Tac…tactactac… clink! Las máquinas de escribir iban escupiendo las noticias. La gente iba y venía. Cámaras, máquinas de escribir y computadoras monocolor “modernas”. Y ese olor. Ese olor que no me sale de la mente, el papel diario y la tinta. Y ahí estaba yo en medio de esa fantástica fábrica de noticias, mirando todo.
La mesa de luz en donde se veían los negativos y la pequeña lupa, eran mi obsesión. En varias ocasiones, debía esperar ahí junto a mi padre mientras él redactaba algo, estaba encargado del área política del extinto Diario HOY.

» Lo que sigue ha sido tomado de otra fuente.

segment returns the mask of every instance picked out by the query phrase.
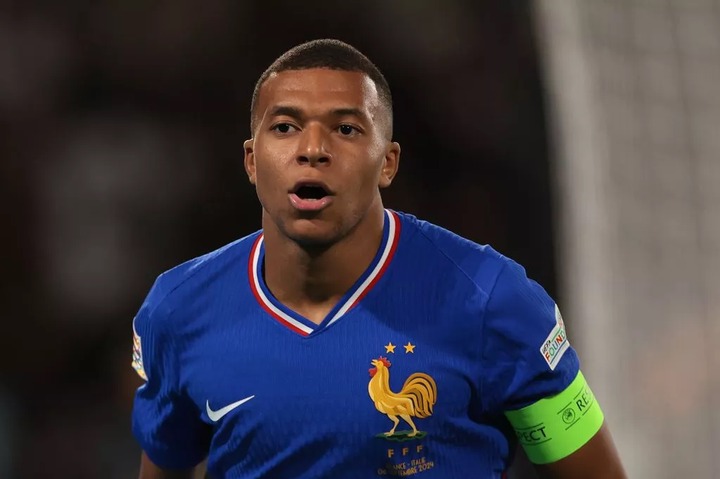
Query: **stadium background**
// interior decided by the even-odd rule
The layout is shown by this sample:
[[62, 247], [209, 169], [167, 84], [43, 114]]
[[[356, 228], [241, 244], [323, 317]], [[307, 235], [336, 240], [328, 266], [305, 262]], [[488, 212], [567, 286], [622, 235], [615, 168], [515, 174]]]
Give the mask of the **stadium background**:
[[557, 298], [631, 477], [720, 477], [717, 0], [6, 0], [0, 477], [136, 474], [132, 317], [258, 228], [252, 87], [319, 37], [393, 88], [386, 204]]

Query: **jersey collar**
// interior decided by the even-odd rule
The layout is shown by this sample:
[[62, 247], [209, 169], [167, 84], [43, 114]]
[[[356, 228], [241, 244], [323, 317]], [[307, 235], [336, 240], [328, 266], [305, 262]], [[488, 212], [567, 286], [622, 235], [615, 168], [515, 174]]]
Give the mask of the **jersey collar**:
[[397, 248], [400, 238], [400, 218], [397, 213], [385, 210], [383, 238], [375, 258], [355, 284], [338, 301], [338, 304], [328, 313], [319, 325], [296, 313], [280, 303], [270, 293], [265, 285], [262, 275], [262, 265], [265, 258], [263, 235], [260, 234], [253, 244], [248, 262], [248, 276], [250, 288], [260, 306], [271, 317], [283, 326], [301, 336], [308, 336], [314, 331], [326, 328], [342, 318], [352, 310], [367, 295], [385, 273]]

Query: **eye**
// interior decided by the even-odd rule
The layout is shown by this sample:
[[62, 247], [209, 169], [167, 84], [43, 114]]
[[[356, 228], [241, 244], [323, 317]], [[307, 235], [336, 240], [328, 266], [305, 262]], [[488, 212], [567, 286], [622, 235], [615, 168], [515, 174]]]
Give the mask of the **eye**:
[[340, 125], [338, 131], [343, 136], [350, 136], [359, 133], [359, 130], [352, 125]]
[[290, 133], [291, 131], [297, 130], [294, 126], [292, 126], [290, 123], [278, 123], [276, 125], [273, 125], [270, 128], [272, 131], [277, 131], [278, 133]]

Para nada aburrido, tenía un montón de cosas para curiosear. Sobre todo, las computadoras. Un par de veces, me escabullí hasta la sala de la imprenta a ver qué pasaba con todo el ruído. De primera mano, vi los enormes rollos de papel, las rotativas horneando el diario, los maquinistas manchados trabajando en ella. Un ecosistema donde la sinergia se conjugaba en un baile desconocido para quienes en las mañanas, sentados en sus veredas, mate en mano, leían lo que en esa tarde se estaba procesando.
En ese ambiente escuchaba cosas interesantes y también daba mi humilde opinión. A Dios gracias, pese a ser un pibe de primaria, no me callaban y escuchaban lo que yo reportaba que había escuchado en las noticias. El hecho de que no hayan hecho de menos mis aportes en esas conversaciones, ha sido muy importante para mi. Aunque, quizás haya sido hinchapelotas.

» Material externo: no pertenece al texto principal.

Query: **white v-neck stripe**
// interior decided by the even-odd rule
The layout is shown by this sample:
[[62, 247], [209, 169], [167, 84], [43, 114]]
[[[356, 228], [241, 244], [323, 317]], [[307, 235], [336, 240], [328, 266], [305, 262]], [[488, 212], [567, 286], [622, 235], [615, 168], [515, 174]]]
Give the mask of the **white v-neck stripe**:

Claramente, la influencia de todo ello, hizo que yo quisiera tener mi propio periódico, y así lo había intentado en segundo grado, en quinto grado con Tiquichuela de la mano de la gran Prof. Margarita Prieto y una vez en la secundaria, escribiendo anónimamente un panfleto en contra de la dirección del colegio.
Ese ejercicio, de observar, leer y redactar me acompañó durante toda mi vida. Quería ser él, escribir algo y que todo el mundo lo leyera. Llegada la hora de irnos, nos despedíamos de todos en el pasillo. Una que otra broma volaba entre colegas. Y de nuevo estabamos en el viejo Peugeot rumbo a casa.